Monday night, following what was without a doubt a long and exhausting primary season, everything became official: Former Secretary of State Hillary Clinton officially had enough superdelegates to ensure her nomination as the Democratic Convention this July. After winning in the American territories Guam and Puerto Rico over the weekend, Clinton now has 517 superdelegates and and 1,812 delegates, which adds up to exactly the "magic number" of 2,383 delegates needed to clinch the nomination. Vermont Sen. Bernie Sanders has a total of only 1,569 delegates, which means the candidate might have some serious decisions to make before heading to convention in Philadelphia.
Clinton has been inching her way to the nomination this summer for some time and now that she has already secured enough delegates to take the nomination, Tuesday's primaries in California, New Jersey, New Mexico, South Dakota and Montana are sort of just the icing on the cake. This is pretty bad news for Sanders, since as of this weekend, he was still hoping that Tuesday's primaries, which he was predicted to win, would give him an edge on the Clinton campaign. And a reason to stick around until the convention. According to The New York Times, Sanders said that, "It is extremely unlikely that Secretary Clinton will have the requisite number of pledged delegates to claim victory on Tuesday night."
Now, the two candidates are going into Tuesday's final primaries with Clinton very much ahead. The entire primary season, for both Democrats and Republicans, has come down to this very tricky and (seriously, very) complicated delegate math. Donald Trump, too, earned enough delegates to make a solid case for his nomination, and his opponents dropped out slowly, but surely, as he inched closer to that "magic number."
It might not be so easy for Clinton if voters are to take Sanders at his word. Sanders, and his supporters, have been vowing to not back out of the race until the convention. But given the new delegate math as of Monday evening, it might be hard to justify sticking around. At this point, a contested Democratic convention might not be the best way for Democrats to take on Donald Trump, or whoever the Republican nominee may be (but it looks a lot like Trump) in the general election.

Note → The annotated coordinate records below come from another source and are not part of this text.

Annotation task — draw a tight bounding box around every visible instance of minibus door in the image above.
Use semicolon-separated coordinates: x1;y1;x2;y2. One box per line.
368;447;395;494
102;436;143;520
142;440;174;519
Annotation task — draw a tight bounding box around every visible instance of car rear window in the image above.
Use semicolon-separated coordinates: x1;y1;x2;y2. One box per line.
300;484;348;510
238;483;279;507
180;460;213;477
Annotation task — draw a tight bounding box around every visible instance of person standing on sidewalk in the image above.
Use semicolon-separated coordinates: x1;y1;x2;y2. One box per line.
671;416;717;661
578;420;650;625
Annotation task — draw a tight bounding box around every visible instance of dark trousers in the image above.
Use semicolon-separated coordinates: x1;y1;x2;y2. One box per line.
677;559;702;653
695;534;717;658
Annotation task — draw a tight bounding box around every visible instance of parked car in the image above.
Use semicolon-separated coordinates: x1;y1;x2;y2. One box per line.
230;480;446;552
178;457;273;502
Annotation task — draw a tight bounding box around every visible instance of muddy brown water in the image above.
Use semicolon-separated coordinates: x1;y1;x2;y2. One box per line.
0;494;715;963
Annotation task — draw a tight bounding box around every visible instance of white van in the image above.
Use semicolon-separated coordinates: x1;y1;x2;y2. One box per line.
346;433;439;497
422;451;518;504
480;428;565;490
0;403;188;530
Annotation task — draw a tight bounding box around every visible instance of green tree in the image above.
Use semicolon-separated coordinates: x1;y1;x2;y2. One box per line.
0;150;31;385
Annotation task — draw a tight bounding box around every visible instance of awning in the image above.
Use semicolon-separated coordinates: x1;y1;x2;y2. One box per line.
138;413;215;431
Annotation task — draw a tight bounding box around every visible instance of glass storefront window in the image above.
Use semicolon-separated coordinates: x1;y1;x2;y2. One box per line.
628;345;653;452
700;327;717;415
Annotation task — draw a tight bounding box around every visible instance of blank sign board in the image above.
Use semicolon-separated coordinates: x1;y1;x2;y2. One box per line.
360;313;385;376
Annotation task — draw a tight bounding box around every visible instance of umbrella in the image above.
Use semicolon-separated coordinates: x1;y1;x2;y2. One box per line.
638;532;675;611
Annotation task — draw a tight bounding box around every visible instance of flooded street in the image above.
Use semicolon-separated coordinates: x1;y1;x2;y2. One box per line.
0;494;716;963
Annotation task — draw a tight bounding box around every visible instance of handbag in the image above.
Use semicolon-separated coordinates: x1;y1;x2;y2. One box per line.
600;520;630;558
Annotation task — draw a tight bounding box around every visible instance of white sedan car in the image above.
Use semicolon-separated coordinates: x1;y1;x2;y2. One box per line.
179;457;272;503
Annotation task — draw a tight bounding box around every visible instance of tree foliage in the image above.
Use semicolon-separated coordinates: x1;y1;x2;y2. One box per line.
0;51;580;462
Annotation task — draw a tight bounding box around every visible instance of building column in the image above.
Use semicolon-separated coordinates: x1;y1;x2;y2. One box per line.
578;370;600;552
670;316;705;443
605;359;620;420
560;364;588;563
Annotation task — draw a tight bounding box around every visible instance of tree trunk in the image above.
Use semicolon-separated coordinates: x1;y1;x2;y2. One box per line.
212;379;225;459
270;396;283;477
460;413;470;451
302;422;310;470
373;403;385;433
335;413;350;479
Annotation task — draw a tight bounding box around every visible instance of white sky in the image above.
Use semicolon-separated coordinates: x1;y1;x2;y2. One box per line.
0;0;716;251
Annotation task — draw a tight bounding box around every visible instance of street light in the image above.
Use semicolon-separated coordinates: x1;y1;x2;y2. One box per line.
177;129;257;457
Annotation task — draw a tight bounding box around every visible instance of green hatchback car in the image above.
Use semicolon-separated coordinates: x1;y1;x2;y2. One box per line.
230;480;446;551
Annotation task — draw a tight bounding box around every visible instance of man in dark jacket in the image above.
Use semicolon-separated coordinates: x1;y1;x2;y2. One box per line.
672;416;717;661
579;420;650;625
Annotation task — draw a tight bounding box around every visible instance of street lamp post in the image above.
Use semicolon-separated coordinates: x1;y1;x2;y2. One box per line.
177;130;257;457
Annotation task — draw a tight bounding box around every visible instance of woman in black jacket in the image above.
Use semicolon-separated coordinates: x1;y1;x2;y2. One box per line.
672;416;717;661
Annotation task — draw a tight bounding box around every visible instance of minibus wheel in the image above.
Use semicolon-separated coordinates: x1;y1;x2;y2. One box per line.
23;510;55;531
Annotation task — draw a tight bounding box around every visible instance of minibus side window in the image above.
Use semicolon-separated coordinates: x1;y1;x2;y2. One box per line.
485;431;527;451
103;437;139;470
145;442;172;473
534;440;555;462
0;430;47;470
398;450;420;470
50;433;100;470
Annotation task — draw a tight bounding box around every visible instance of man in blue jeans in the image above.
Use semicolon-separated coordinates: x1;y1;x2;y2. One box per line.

In a heated election cycle like this, every day matters. Whether or not Sanders stays in the race is already secondary to the fact that the Clinton campaign has already pretty much pivoted toward taking on Trump as the presumptive nominee. A recent Saturday Night Live sketch had Kate McKinnon's Clinton dancing Larry David, as Sanders, right out the door. All jokes aside, Clinton's speech on foreign policy last week was a clear sign that she intends to go all the way.
But so does Sanders. He's has been running on principles and the fact that superdelegates are still technically up for grabs until the convention. That doesn't seem to be Clinton's main concern at this point. If anything, it's Trump who would love to see Sanders run until the convention and even, possibly, as a third party candidate in the general election. Things are about to get very, very complicated for the Democratic party.